Thrilling expressive choreography, dynamic dancing and imaginative set and lighting effects contributed to the electrifying experience at the world première of Upon reaching the Sun, Rami Be'er's new ballet performed by the outstanding Kibbutz Contemporary Dance Company at Tel-Aviv Performing Arts Center in Israel on 30 April 2005. The original concept was an allegorical tale that invites one's own interpretation with stunning tableaux to Alex Claude's inspired sound design, a musical tapestry from rock to tango, leading groups such as Sigur Ros, Ske, 310, H Hilmarsson, Colleen and Massive Attack, and remarkable texts from Buchner's Woyzeck overlaying the electro-acoustic effects. The performance marked the last of a season of international dance companies, including Hungary, Greece, Spain and Japan, at the Performing Arts Center, one of Tel Aviv's many new architectural highpoints with its designer interior and superlative stage and auditorium. The center is also home to the New Israeli Opera that celebrates its 20th anniversary on 21 May with a new opera, Journey to the End of the Millennium, with music by Josef Bardanashvili to a text by A B Yehoshua.

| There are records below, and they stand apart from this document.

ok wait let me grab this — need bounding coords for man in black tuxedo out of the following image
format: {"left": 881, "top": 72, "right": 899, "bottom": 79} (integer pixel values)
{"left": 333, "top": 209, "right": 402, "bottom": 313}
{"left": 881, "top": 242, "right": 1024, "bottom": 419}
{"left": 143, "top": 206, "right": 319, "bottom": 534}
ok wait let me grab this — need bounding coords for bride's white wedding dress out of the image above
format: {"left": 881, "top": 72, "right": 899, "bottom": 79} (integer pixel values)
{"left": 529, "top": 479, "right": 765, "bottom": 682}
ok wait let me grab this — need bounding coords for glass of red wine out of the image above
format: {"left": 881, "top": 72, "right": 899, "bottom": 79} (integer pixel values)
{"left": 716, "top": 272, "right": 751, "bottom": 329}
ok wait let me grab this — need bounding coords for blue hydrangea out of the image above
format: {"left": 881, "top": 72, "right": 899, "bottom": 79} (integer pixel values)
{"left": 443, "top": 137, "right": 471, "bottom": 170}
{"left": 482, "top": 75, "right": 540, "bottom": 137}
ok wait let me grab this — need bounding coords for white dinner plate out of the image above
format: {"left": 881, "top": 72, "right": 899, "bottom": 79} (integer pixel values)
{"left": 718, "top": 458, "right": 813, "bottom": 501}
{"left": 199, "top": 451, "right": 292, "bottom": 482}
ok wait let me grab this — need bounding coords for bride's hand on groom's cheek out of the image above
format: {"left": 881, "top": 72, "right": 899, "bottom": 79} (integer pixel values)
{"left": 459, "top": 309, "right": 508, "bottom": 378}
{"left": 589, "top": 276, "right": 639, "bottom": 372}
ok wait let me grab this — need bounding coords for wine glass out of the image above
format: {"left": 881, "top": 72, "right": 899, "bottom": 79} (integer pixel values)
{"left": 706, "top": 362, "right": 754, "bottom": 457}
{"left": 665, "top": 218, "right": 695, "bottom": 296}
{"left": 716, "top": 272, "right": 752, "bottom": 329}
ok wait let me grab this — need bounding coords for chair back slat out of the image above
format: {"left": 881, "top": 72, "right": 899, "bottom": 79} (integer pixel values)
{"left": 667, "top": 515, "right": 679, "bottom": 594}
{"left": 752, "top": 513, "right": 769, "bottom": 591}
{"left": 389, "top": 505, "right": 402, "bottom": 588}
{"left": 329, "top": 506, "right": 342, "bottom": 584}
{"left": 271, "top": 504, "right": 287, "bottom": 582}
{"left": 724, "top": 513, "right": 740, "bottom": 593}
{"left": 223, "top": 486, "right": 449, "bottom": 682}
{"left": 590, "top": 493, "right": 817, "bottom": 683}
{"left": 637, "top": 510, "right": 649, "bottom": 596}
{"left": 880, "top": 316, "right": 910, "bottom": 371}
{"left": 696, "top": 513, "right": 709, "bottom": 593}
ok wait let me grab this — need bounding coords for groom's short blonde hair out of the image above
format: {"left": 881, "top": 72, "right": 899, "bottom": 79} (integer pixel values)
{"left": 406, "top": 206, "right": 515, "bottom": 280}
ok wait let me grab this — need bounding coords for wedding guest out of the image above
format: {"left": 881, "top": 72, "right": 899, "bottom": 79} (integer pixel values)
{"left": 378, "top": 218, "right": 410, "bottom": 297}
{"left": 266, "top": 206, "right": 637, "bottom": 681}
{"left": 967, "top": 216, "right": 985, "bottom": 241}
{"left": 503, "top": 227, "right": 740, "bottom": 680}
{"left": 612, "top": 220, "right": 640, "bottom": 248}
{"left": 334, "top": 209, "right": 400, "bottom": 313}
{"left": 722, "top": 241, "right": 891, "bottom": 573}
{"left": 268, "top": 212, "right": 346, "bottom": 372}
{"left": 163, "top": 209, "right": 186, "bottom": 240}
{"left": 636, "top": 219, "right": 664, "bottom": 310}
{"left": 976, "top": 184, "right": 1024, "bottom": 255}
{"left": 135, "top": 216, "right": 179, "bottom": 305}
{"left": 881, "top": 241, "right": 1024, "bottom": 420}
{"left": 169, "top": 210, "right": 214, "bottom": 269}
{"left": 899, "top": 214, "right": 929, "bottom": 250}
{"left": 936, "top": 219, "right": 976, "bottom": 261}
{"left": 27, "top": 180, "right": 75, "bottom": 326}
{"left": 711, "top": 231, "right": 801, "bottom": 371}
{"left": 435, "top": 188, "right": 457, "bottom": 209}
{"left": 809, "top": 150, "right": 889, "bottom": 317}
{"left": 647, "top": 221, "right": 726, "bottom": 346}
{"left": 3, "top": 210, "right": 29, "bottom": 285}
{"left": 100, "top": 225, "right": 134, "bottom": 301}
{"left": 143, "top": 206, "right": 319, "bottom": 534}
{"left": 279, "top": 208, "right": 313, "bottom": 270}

A scene from the première production of Rami Be'er's ballet 'Upon reaching the sun', danced by the Kibbutz Contemporary Dance Company. Photo © 2005 Gadi Dagon
A scene from the première production of Rami Be'er's ballet 'Upon reaching the sun', danced by the Kibbutz Contemporary Dance Company. Photo © 2005 Gadi Dagon

The KCDC, formed in 1970, is one of Israel's most successful dance companies (Bat Sheva and the recently closed Inbal are also internationally renowned) with a team of dancers in their twenties who work wonderfully in ensemble, duet and solo. Rami Be'er has been their Artistic Director since 1996, having been first a dancer and then choreographer from 1980, with a list that extends to over 40 works, several of them televised and available on DVDs (one of his hits is a brilliant Hebrew version of the Carnival of the Animals). His hallmark is the use of a single and subtle prop as set costume and stage effect, and in this work it was a simple pole that unravelled as a wicker mat, and which could fan out to be a type of gown, robe or dress, or a cubicle in which dancers hid, or a square that created with the lighting effects a chequered stage in which different actions would take place.